これは退職だけに限らず、採用活動の際も同様のことが言えます。不採用のお祈りメールで「末筆ながら貴殿の益々のご活躍を心よりお祈り申し上げます」といったテンプレートのメールを送ると、その会社の印象は非常に悪くなります。採用企業と就活生では上下関係があるように思われていますが、本来は対等なんですよね。
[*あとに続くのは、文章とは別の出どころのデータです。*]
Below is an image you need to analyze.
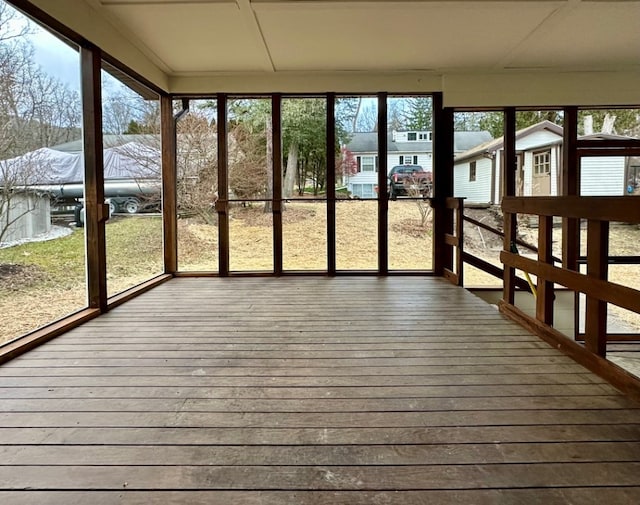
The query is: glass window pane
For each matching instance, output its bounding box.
[227,97,273,272]
[0,7,87,344]
[176,99,218,272]
[282,98,328,271]
[102,64,164,297]
[387,96,433,270]
[335,96,379,270]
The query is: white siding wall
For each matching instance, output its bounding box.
[387,153,432,172]
[347,172,378,197]
[453,158,491,203]
[0,194,51,242]
[580,156,625,196]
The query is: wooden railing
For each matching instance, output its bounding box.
[444,197,464,286]
[500,196,640,376]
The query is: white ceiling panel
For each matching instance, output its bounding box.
[104,0,269,73]
[254,2,557,70]
[508,2,640,68]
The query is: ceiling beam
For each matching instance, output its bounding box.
[236,0,276,72]
[494,0,582,69]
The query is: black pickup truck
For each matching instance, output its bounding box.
[389,165,432,200]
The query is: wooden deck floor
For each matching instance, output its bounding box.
[0,277,640,505]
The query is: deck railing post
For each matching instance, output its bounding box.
[585,219,609,357]
[455,198,464,286]
[536,216,554,326]
[216,93,229,276]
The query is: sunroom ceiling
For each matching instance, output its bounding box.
[20,0,640,101]
[85,0,640,75]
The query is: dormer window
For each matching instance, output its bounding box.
[407,132,431,142]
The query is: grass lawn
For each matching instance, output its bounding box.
[0,200,431,342]
[0,200,640,342]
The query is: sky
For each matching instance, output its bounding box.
[6,0,80,90]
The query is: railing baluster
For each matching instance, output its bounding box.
[536,212,554,325]
[585,219,609,357]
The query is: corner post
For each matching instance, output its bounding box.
[80,46,109,312]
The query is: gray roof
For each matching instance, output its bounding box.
[347,131,492,153]
[456,119,562,161]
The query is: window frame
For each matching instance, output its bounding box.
[531,149,551,176]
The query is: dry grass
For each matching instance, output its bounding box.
[0,200,640,342]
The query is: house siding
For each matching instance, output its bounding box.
[580,156,625,196]
[453,157,493,204]
[0,194,51,242]
[387,151,432,172]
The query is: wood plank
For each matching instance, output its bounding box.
[0,277,640,505]
[5,424,640,446]
[0,383,619,399]
[0,486,640,505]
[0,442,638,466]
[502,195,640,223]
[0,395,640,416]
[0,367,604,388]
[3,462,640,491]
[500,250,640,312]
[3,408,640,428]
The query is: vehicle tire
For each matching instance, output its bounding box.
[124,198,140,214]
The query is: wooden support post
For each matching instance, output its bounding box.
[160,95,178,274]
[80,46,109,312]
[585,220,609,358]
[560,107,580,339]
[216,93,229,276]
[536,216,554,326]
[271,94,283,275]
[432,93,453,276]
[326,93,336,275]
[455,198,464,286]
[378,93,389,275]
[561,107,580,270]
[502,107,518,305]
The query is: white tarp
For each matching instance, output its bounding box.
[0,142,160,186]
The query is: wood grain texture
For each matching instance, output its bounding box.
[0,277,640,505]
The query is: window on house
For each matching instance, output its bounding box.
[400,155,418,165]
[533,151,551,175]
[351,184,376,198]
[357,156,378,172]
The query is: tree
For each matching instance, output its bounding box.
[404,96,433,131]
[0,2,81,239]
[102,76,160,135]
[0,151,48,243]
[578,109,640,137]
[177,111,218,224]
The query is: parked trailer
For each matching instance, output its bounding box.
[30,179,160,214]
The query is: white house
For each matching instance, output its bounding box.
[454,121,562,204]
[0,188,51,246]
[454,121,632,204]
[345,130,491,198]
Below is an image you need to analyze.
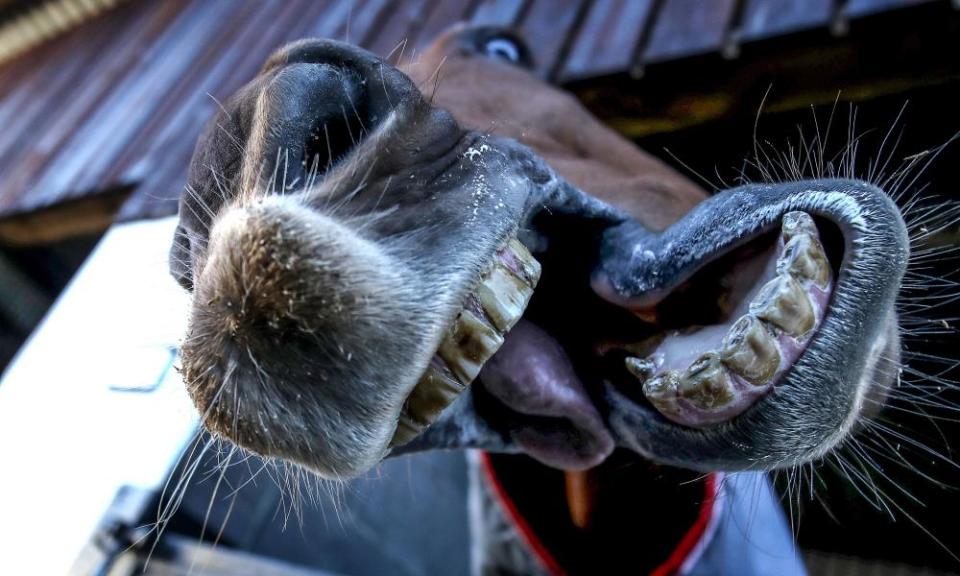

――「去る者は追わない」が、きちんと送り出してあげることが大事だと。
退職であれ採用活動であれ、いい形で別れることが大切です。
ちなみに退職したいと思っていることが分かる社員がいる場合には、「今、会社辞めたいと思っているよね」とこちらから言ってあげることも重要だと思います。実際に辞めたいと思っている社員は鬱々とした気持ちで出社し、嫌な気持ちで退職メールを書いているからです。それは当人にとってものすごい負担ですよね。だから、こちらから言い出すことも1つのマネジメントだと思っています。
鳥井大吾(とりい・だいご)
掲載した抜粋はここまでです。